While writing for the Fool, I spend quite a bit of time covering software -- which means understanding the megatrends in China and India. But it's not easy grappling with complexities. That's why I was excited when I saw a copy of IT and the East: How China and India Are Altering the Future of Technology and Innovation, which covers the information technology (IT) issues for both. 

The authors, Jamie Popkin and Partha Iyengar, are analysts with Gartner (NYSE: IT). They have followed Asia for several decades and rack up quite a few frequent-flier miles in the region.

They have put together a well-organized book. The first 125 pages analyze China and India. Then, the rest of the book looks at how both countries may increasingly integrate and create a massive power block in the global economy -- a potential phenomenon that the authors refer to as "Chindia."

China Inc.
Looking at China, the authors note the tremendous success over the past 20 years. The country is the manufacturing leader in a variety of categories, such as refrigerators, air conditioners, DVD players, and so on. 

But to continue its growth, China needs to take things to the next level and offer more innovation. While there are some elements of this -- with companies such as search engine Baidu (Nasdaq: BIDU) -- there is much work to be done. 

The authors believe China will experience progress. But it means that the Chinese government needs to lessen some onerous regulations as well as improve intellectual property protection. 

India 's IT juggernaut
India, on the other hand, has a much more developed IT sector, as seen with standout companies like Infosys Technologies (Nasdaq: INFY), Satyam Computer Services (NYSE: SAY), and Wipro (NYSE: WIT)

It's hard to imagine that back in 1995, India's IT services exports were a mere $1 million. Ten years later, they reached $13 billion.

Yet India faces considerable challenges. First of all, the infrastructure -- such as roads, airports, water, and telecom systems -- are decrepit. In fact, some companies have resorted to building their own campuses, which are almost self-contained cities.

Next, there are political and ethnic tensions; restrictions on foreign investments; and difficulties in cultivating workers for the demands of the global economy.

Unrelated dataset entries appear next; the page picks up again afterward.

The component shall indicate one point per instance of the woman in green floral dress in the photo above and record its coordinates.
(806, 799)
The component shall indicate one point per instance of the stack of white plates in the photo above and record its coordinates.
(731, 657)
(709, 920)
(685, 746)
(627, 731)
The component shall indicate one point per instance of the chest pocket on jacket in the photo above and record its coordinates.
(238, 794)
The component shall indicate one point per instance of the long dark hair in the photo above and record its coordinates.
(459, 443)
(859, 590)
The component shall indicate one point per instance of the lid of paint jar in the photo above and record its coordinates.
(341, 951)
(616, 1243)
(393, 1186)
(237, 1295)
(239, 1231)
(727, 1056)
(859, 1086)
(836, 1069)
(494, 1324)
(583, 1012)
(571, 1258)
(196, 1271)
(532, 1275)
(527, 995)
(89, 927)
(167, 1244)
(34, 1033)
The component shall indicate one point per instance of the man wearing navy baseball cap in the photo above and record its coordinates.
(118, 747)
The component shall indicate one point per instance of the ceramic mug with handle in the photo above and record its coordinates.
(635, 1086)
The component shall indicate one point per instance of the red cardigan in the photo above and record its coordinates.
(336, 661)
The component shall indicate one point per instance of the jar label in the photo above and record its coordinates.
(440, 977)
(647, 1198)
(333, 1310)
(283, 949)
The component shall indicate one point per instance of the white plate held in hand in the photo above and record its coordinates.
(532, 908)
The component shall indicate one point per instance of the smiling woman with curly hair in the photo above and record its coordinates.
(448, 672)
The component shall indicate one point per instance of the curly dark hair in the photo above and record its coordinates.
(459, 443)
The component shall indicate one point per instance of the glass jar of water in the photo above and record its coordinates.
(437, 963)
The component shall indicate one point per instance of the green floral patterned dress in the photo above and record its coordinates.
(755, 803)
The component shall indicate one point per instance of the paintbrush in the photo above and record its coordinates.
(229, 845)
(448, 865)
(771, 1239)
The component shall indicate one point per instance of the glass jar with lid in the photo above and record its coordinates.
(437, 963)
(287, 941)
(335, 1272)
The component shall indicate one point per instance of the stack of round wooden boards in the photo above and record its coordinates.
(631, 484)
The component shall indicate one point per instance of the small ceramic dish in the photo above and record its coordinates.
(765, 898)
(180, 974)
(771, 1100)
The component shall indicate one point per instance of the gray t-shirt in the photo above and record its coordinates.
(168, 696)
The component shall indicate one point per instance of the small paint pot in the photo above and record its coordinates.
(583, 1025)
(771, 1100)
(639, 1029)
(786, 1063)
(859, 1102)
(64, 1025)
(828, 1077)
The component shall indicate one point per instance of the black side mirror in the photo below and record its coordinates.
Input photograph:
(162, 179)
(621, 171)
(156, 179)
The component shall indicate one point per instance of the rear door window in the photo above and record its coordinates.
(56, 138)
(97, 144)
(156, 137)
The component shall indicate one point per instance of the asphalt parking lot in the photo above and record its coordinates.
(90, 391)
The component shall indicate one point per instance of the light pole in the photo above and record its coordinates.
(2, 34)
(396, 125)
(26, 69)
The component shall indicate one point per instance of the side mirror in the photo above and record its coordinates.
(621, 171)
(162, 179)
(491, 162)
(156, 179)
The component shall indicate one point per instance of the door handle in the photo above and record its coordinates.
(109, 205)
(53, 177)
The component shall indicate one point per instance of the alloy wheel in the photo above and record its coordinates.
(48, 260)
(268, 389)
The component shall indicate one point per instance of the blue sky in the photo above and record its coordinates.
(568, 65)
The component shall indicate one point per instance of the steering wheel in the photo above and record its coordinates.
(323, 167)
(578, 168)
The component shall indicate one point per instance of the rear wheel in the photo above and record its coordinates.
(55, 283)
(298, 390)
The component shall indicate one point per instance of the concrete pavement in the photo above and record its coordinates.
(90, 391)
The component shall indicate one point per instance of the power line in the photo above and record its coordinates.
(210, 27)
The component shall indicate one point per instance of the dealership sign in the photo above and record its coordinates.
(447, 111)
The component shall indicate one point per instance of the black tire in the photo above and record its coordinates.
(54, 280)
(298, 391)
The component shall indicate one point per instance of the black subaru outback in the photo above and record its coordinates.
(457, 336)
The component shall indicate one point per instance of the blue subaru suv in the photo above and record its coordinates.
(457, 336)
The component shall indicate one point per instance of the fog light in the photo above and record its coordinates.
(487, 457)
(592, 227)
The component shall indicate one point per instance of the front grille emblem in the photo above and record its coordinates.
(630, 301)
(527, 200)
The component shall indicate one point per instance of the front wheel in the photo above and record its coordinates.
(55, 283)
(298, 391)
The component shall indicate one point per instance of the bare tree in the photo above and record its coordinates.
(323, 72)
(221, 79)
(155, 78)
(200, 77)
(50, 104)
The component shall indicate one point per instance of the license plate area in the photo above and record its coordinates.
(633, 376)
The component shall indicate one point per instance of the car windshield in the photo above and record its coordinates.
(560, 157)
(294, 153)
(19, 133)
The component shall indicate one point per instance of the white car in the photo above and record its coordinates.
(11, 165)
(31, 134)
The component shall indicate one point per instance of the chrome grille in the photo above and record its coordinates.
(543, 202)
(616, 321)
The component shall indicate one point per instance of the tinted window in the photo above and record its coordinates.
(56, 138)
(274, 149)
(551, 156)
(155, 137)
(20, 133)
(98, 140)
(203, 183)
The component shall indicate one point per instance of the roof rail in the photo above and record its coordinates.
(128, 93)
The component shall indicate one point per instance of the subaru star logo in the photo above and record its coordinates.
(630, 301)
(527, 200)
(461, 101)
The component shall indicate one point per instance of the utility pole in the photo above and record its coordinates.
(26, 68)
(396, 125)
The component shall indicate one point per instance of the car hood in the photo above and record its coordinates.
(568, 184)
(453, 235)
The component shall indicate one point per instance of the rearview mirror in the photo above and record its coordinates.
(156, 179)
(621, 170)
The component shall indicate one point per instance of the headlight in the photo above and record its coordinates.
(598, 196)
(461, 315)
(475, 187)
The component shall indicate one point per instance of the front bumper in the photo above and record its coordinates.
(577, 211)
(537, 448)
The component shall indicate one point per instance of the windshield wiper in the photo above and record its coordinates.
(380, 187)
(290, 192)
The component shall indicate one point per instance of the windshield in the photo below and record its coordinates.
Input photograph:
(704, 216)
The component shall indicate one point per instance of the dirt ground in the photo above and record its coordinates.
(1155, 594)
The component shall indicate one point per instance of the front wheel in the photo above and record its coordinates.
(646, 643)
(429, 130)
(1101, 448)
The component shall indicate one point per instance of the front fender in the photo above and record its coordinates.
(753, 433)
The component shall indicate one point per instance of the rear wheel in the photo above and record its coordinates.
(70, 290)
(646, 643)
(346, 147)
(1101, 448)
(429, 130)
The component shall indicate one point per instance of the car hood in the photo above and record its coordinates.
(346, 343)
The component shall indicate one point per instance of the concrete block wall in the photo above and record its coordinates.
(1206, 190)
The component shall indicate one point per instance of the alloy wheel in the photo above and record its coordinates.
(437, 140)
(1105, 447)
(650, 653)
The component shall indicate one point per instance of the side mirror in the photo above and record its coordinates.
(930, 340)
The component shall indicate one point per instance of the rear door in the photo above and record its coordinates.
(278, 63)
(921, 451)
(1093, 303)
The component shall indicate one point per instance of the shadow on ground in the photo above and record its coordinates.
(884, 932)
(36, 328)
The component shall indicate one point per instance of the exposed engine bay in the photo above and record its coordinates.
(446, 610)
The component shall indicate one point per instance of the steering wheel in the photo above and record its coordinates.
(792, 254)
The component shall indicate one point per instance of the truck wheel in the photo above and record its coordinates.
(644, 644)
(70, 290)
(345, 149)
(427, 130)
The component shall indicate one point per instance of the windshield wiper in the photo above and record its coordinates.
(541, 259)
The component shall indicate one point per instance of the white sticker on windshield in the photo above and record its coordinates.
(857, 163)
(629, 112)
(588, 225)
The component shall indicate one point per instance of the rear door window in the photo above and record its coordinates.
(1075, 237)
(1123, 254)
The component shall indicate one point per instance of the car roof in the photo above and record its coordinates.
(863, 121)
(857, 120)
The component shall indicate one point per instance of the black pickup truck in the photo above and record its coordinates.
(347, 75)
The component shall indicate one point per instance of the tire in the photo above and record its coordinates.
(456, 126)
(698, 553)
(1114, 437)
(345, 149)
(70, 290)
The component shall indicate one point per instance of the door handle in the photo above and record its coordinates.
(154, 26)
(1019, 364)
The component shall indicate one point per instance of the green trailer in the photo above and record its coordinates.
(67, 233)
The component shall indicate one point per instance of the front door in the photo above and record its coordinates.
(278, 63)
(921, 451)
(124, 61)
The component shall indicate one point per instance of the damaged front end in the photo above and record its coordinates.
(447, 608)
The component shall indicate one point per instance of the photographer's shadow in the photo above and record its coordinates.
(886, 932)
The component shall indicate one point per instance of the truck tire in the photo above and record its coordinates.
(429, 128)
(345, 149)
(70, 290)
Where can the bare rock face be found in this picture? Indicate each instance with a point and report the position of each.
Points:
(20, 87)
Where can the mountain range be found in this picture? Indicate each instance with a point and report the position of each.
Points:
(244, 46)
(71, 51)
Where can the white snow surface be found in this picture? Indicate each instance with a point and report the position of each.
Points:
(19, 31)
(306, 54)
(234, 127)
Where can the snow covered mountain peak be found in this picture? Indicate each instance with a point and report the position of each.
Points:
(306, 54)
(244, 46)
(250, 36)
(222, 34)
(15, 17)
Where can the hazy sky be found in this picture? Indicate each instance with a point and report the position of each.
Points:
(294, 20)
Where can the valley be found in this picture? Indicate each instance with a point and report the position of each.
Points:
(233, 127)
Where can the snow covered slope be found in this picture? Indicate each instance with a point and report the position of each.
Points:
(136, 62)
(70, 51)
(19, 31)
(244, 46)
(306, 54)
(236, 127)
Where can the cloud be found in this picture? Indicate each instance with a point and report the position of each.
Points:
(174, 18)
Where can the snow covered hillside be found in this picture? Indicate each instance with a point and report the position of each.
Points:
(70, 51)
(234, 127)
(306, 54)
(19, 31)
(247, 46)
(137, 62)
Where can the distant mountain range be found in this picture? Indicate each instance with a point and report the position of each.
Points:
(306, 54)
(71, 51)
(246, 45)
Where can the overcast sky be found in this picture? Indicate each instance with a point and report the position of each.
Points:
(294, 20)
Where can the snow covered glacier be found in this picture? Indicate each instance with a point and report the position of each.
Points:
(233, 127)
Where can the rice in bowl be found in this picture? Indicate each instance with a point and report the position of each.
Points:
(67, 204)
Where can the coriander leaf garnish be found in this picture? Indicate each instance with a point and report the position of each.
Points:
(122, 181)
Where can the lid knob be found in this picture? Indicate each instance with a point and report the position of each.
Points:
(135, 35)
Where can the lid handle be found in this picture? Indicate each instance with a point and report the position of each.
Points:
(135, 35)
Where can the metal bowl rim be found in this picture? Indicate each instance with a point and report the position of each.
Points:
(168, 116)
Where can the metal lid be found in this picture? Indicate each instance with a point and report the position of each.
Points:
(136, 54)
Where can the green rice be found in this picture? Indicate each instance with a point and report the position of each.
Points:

Scary, huh?  But it's not enough to deter major countries from investing in China and India. For example, GE (NYSE: GE) expects to double its revenue in China to $10 billion over the next few years. Or look at IBM (NYSE: IBM), which continues to hire large numbers of Indian IT workers and expects to invest $6 billion in the country over the next few years.

Emergence of Chindia
Perhaps these companies are anticipating that China and India will get closer? It seems like a good bet. China can sell its products to the massive Indian market, and in turn, India can provide its IT services to China. According to the authors: "[A]lliances building on each country's complementary skills could create truly global IT behemoths, disrupting almost every other business in specific industry sectors."

Keep in mind that Chindia represents a third of the world's population.  More importantly, China is expected to surpass the U.S. as the world's leader in purchasing power parity by 2015, and India is expected to be No. 3.

Takeaway
However, the authors are not just providing a litany of scary facts. Rather, they have extensive analysis of various scenarios. What happens if China becomes isolated? What if there is a breakdown of the politics in India? Or, what if India continues to neglect its infrastructure?

Such analysis is extremely thought-provoking and should be helpful for any business trying to understand the complexities of the global economy. As GE's CEO, Jeffrey Immelt, has said: "The new competitors, China and India, are unlike any competitors we have seen in our lifetime."